Los Angeles Dodgers prospect Cody Bellinger got the call up to the majors and made his debut Tuesday night. What should we expect?
Player Profile
The Los Angeles Dodgers selected Cody Bellinger in the fourth round of the 2013 draft out of high school in Arizona. Bellinger has baseball roots, with father Clay Bellinger being a member of two World Series champion Yankee teams at the end of the 1990s and beginning of the 2000s.
A high make up guy, Bellinger was projectable when he was drafted at 6’4″ and just 180 pounds. He had a solid arm off the mound as well, and some thought he could be an outfielder or first baseman.

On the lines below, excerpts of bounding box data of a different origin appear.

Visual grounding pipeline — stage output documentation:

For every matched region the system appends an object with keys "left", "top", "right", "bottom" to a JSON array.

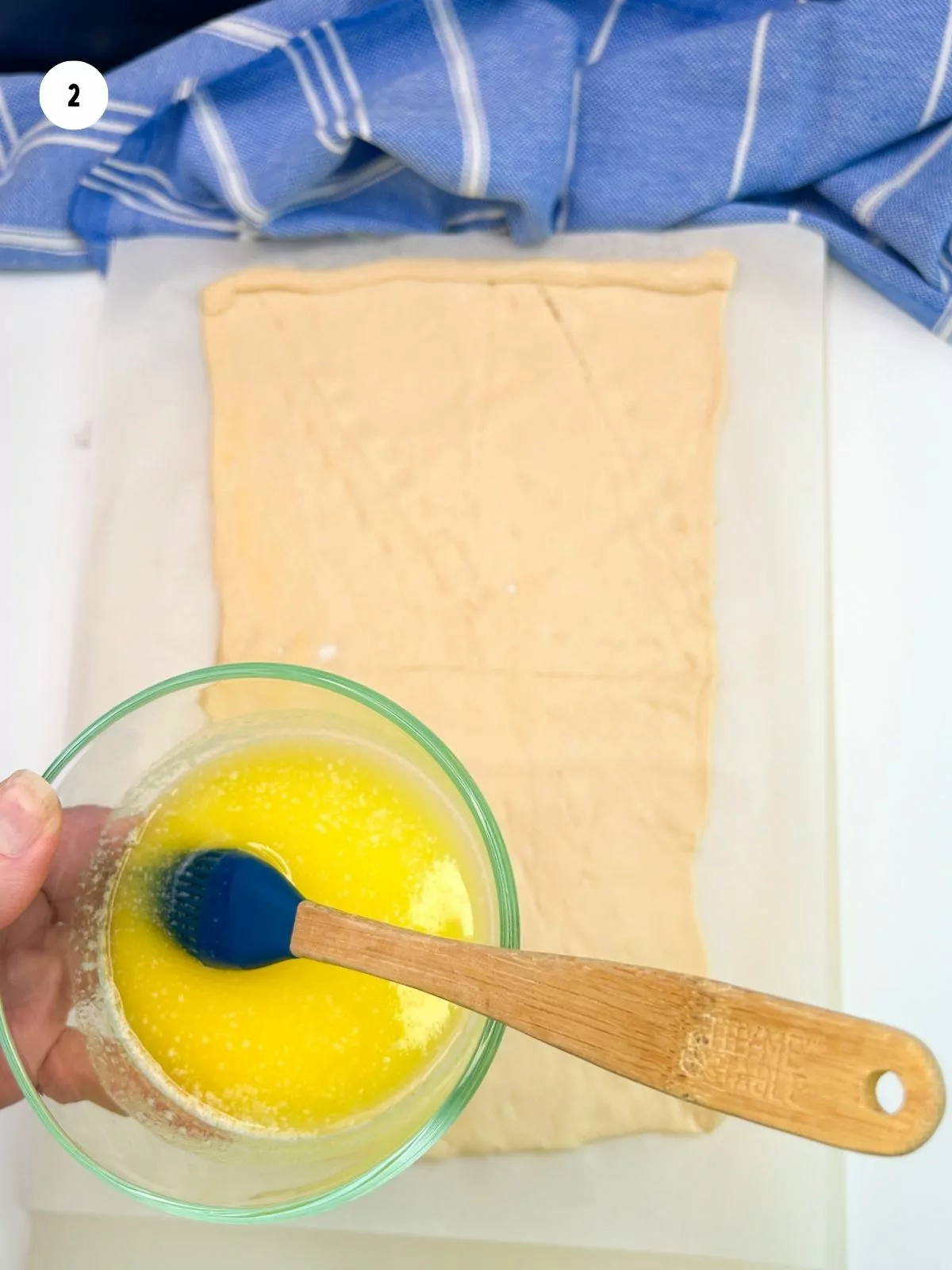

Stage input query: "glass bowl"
[{"left": 0, "top": 663, "right": 519, "bottom": 1222}]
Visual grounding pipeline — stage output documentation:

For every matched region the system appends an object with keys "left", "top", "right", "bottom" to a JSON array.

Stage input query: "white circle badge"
[{"left": 40, "top": 62, "right": 109, "bottom": 132}]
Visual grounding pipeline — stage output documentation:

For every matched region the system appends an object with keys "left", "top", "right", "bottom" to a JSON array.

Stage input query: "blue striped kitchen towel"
[{"left": 0, "top": 0, "right": 952, "bottom": 339}]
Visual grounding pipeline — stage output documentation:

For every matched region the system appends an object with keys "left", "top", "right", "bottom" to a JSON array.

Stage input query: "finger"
[
  {"left": 0, "top": 771, "right": 62, "bottom": 929},
  {"left": 36, "top": 1027, "right": 125, "bottom": 1115},
  {"left": 0, "top": 949, "right": 68, "bottom": 1101},
  {"left": 43, "top": 806, "right": 109, "bottom": 922}
]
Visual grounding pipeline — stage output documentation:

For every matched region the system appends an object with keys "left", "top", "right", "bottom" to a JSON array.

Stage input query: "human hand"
[{"left": 0, "top": 772, "right": 116, "bottom": 1110}]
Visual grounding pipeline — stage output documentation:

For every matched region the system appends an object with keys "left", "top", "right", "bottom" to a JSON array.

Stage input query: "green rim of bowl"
[{"left": 0, "top": 662, "right": 519, "bottom": 1223}]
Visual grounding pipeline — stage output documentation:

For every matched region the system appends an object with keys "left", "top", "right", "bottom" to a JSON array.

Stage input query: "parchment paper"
[{"left": 40, "top": 226, "right": 843, "bottom": 1270}]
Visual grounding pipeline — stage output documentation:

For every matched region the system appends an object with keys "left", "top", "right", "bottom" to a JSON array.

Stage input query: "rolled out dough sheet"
[{"left": 203, "top": 252, "right": 734, "bottom": 1153}]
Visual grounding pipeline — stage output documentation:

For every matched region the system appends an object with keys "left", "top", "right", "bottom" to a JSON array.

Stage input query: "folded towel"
[{"left": 0, "top": 0, "right": 952, "bottom": 339}]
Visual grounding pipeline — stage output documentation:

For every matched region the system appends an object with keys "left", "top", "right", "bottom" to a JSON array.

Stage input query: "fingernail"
[{"left": 0, "top": 771, "right": 56, "bottom": 857}]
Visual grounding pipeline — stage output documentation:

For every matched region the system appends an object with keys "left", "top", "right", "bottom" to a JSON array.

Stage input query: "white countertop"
[{"left": 0, "top": 255, "right": 952, "bottom": 1270}]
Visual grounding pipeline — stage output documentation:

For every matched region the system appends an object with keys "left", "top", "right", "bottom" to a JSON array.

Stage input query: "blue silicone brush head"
[{"left": 156, "top": 847, "right": 302, "bottom": 970}]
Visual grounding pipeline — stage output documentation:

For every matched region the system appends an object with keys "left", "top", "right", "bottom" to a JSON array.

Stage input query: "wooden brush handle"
[{"left": 290, "top": 903, "right": 946, "bottom": 1156}]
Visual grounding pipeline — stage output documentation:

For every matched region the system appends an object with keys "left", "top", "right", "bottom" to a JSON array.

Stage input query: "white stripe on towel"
[
  {"left": 321, "top": 21, "right": 372, "bottom": 141},
  {"left": 853, "top": 123, "right": 952, "bottom": 227},
  {"left": 281, "top": 44, "right": 347, "bottom": 155},
  {"left": 916, "top": 0, "right": 952, "bottom": 132},
  {"left": 301, "top": 30, "right": 351, "bottom": 140},
  {"left": 427, "top": 0, "right": 489, "bottom": 198},
  {"left": 188, "top": 89, "right": 268, "bottom": 229},
  {"left": 727, "top": 13, "right": 772, "bottom": 203},
  {"left": 586, "top": 0, "right": 624, "bottom": 66}
]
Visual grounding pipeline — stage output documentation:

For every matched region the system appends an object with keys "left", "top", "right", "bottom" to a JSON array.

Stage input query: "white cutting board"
[{"left": 33, "top": 226, "right": 844, "bottom": 1270}]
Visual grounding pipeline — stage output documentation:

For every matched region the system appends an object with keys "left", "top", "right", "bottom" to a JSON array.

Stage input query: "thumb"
[{"left": 0, "top": 772, "right": 62, "bottom": 929}]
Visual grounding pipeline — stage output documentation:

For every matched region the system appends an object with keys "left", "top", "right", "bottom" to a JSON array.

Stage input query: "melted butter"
[{"left": 109, "top": 741, "right": 474, "bottom": 1133}]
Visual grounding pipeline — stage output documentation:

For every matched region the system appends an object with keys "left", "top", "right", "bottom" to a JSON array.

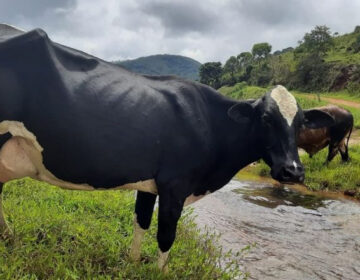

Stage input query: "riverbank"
[
  {"left": 193, "top": 180, "right": 360, "bottom": 280},
  {"left": 236, "top": 145, "right": 360, "bottom": 199},
  {"left": 0, "top": 179, "right": 245, "bottom": 280},
  {"left": 219, "top": 83, "right": 360, "bottom": 199}
]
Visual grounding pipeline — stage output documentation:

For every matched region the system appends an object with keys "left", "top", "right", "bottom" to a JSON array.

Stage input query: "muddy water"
[{"left": 193, "top": 181, "right": 360, "bottom": 280}]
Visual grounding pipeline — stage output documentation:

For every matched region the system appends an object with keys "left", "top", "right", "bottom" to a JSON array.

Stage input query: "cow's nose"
[{"left": 278, "top": 161, "right": 305, "bottom": 183}]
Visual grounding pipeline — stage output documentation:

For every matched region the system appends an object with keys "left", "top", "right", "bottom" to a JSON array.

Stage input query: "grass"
[
  {"left": 219, "top": 83, "right": 360, "bottom": 129},
  {"left": 237, "top": 145, "right": 360, "bottom": 198},
  {"left": 0, "top": 179, "right": 246, "bottom": 279},
  {"left": 220, "top": 84, "right": 360, "bottom": 198}
]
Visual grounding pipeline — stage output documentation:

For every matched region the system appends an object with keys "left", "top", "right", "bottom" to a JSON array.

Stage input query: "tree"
[
  {"left": 293, "top": 53, "right": 331, "bottom": 91},
  {"left": 237, "top": 52, "right": 253, "bottom": 69},
  {"left": 224, "top": 56, "right": 239, "bottom": 76},
  {"left": 251, "top": 43, "right": 271, "bottom": 60},
  {"left": 302, "top": 25, "right": 334, "bottom": 56},
  {"left": 199, "top": 62, "right": 222, "bottom": 89}
]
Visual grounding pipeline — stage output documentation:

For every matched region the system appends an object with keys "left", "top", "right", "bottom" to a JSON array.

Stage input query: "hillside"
[
  {"left": 114, "top": 54, "right": 201, "bottom": 80},
  {"left": 200, "top": 25, "right": 360, "bottom": 93}
]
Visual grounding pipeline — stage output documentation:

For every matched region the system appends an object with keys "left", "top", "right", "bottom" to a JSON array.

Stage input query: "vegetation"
[
  {"left": 219, "top": 85, "right": 360, "bottom": 199},
  {"left": 238, "top": 145, "right": 360, "bottom": 198},
  {"left": 114, "top": 54, "right": 201, "bottom": 80},
  {"left": 199, "top": 62, "right": 222, "bottom": 88},
  {"left": 200, "top": 26, "right": 360, "bottom": 98},
  {"left": 0, "top": 179, "right": 246, "bottom": 279}
]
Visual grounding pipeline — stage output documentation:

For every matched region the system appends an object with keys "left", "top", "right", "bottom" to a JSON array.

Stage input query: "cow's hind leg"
[
  {"left": 157, "top": 186, "right": 185, "bottom": 272},
  {"left": 326, "top": 142, "right": 339, "bottom": 163},
  {"left": 130, "top": 191, "right": 156, "bottom": 261},
  {"left": 0, "top": 183, "right": 12, "bottom": 237},
  {"left": 339, "top": 139, "right": 349, "bottom": 162}
]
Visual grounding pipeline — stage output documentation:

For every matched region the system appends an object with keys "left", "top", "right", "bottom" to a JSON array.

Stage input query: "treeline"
[{"left": 199, "top": 26, "right": 360, "bottom": 93}]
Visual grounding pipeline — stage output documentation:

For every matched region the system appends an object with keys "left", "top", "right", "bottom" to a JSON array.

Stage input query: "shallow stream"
[{"left": 193, "top": 181, "right": 360, "bottom": 280}]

The Dodgers focused his minor league time at first base, as he played first base entirely in his 2013 debut in the Arizona Rookie League, where he hit .210/.340/.358 with a 15.9 percent walk rate and 23.59 percent strikeout rate.
He opened with the advanced rookie league team in Ogden in 2014 and fought through an injury, but put up big numbers, hitting .312/.352/.474 on the season with three home runs, six triples and eight stolen bases along with a 6.44 percent walk rate and 17.17 percent strikeout rate.
Bellinger showed enough in 2014 to jump all the way to high-A, and he put up monster numbers in the California League with Rancho Cucamonga, hitting .264/.336/.538 with 33 doubles, 30 home runs and 10 stolen bases. The biggest concern in Bellinger’s stat line was his 150 strikeouts in 544 plate appearances, leading to a 27.57 percent strikeout rate against a 9.56 percent walk rate.
Bellinger made his first list after that big season, but only on the Baseball America prospect list, ranking #54 overall.
He went about proving himself worthy of national attention in the 2016 season, spending most of the season with AA Tulsa before a three-game finish with AAA Oklahoma City and a tour through the Arizona Fall League.
On the regular season, he combined to hit .271/.365/.507 with 26 home runs and eight stolen bases, and the biggest improvement was his 60/94 BB/K rate over 477 plate appearances for a 12.58 percent walk rate and a 19.71 percent strikeout rate.
His time in the Arizona Fall League was quite impressive as well, as he slashed .314/.424/.557 with three home runs over 85 plate appearances with a 16.47 percent walk rate and 21.18 percent strikeout rate.
His big season in the high minors and AFL led to his ranking skyrocketing. Baseball America had Bellinger #7 overall, MLB Pipeline had him #13 and Baseball Prospectus had him #26.
I had Bellinger ranked #23 overall in my preseason top 125 list, and if there’s one player in the top 50 I would have bumped higher after receiving more reports ahead of spring training (my list came out the first week of January, and most national lists came out a month or more later.
Bellinger certainly has lived up to that high ranking thus far in AAA, hitting .343/.429/.627 with four doubles, five home runs and seven stolen bases in 77 plate appearances along with a 11.69 percent walk rate and 28.57 percent strikeout rate to earn his call up.